J. J. Sakurai Prize: Precision Quantum Chromodynamics at the LHC

COFFEE_KLATCH · Invited

Abstract

The Large Hadron Collider (LHC) at CERN in Geneva, Switzerland, is the highest-energy particle collider operating today. In 2012, the two general-purpose detector collaborations, ATLAS and CMS, announced the discovery of the long-sought Higgs boson, the last missing particle of the Standard Model. The two collaborations have also set limits on new physics beyond the Standard Model, such as supersymmetry. Future direct and indirect searches for new physics require a precise, quantitative understanding of the known physics of the Standard Model, and in particular of the scattering of quark and gluon constituents of the proton under the strong force, known today as quantum chromodynamics (QCD).

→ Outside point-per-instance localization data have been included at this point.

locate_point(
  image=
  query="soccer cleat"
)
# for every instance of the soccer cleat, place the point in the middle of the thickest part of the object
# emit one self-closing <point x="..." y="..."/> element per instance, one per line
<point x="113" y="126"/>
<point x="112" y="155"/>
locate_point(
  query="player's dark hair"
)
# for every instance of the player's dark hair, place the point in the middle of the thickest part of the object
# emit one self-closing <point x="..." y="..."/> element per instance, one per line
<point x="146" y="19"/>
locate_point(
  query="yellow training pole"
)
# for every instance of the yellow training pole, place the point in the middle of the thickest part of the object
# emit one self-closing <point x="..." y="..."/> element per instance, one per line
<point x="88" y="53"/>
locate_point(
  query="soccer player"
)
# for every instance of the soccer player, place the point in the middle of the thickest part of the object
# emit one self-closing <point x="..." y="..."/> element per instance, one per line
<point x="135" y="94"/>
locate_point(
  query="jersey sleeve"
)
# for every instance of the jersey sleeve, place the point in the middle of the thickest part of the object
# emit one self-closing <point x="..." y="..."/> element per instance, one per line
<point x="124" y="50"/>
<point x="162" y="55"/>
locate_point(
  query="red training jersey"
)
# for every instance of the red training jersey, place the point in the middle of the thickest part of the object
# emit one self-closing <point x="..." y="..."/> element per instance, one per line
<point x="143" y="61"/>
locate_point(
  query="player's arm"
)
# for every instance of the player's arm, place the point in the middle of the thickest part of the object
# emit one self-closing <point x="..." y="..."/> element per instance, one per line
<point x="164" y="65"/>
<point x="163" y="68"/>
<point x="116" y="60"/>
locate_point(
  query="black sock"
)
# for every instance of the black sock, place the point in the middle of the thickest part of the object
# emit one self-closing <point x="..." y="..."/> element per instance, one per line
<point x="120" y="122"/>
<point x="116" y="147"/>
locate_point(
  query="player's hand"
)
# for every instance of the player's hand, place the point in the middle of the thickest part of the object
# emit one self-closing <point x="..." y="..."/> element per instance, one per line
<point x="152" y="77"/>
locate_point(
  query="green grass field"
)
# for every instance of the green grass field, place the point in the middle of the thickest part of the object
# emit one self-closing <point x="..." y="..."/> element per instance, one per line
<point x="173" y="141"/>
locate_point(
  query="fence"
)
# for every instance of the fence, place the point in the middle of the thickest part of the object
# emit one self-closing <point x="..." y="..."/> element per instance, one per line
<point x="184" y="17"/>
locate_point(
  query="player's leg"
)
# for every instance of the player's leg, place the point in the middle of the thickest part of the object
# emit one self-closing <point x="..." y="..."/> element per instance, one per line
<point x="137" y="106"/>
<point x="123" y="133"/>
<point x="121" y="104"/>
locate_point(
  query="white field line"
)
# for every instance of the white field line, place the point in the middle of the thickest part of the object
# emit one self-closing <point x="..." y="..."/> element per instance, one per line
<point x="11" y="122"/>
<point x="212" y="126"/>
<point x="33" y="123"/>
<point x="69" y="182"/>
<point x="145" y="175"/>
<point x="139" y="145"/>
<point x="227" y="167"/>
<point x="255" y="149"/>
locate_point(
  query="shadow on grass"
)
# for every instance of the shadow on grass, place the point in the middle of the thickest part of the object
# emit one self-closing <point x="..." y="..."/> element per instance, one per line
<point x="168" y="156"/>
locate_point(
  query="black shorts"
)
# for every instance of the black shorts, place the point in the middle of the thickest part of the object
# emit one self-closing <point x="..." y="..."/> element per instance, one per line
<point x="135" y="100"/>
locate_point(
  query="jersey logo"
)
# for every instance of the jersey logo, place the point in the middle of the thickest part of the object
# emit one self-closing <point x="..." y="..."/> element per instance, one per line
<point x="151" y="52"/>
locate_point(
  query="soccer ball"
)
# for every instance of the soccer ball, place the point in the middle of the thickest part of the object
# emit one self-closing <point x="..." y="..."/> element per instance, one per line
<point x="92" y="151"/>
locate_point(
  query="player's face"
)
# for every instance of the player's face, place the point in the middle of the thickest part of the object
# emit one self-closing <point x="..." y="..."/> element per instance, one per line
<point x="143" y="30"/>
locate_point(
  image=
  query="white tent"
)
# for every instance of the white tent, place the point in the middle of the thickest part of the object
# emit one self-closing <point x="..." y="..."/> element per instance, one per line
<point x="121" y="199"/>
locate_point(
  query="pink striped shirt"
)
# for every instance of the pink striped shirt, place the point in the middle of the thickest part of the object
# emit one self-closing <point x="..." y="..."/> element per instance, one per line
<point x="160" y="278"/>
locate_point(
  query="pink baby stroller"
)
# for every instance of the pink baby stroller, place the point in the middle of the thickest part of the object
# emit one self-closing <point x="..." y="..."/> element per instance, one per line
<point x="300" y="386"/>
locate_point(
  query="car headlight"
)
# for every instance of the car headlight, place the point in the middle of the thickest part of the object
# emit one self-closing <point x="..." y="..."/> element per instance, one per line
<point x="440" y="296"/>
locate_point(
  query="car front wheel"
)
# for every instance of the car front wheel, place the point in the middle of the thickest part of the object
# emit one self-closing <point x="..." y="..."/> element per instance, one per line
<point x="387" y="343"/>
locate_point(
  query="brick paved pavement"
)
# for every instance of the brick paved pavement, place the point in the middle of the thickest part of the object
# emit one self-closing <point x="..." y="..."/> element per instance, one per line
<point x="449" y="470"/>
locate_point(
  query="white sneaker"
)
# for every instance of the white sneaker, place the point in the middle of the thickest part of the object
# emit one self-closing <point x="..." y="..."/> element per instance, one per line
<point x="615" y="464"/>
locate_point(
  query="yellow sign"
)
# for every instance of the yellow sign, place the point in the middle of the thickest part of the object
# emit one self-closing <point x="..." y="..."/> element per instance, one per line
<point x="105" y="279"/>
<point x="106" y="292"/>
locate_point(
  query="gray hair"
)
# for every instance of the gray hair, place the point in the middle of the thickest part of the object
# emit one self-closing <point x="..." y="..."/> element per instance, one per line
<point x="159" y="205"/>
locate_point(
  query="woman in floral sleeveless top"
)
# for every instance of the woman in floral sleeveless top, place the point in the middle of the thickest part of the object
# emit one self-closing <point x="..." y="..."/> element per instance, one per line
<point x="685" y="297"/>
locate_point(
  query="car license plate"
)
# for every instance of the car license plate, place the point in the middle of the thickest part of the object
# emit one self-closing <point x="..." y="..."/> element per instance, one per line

Achieving this level of understanding requires at least the incorporation of the first quantum corrections in perturbation theory -- next-to-leading order (NLO) corrections -- in scattering processes with several constituents leading to several jets in the final state. The new ``on-shell'' techniques, described earlier by Lance Dixon, have allowed these computations to be made beyond the reach of traditional diagrammatic methods. I will describe a direct numerical application of the new techniques in the BlackHat software library, and several phenomenological studies of physics at the LHC. These include studies relevant to CMS's supersymmetry searches, and to ATLAS measurements of electroweak vector-boson production with up to five associated jets.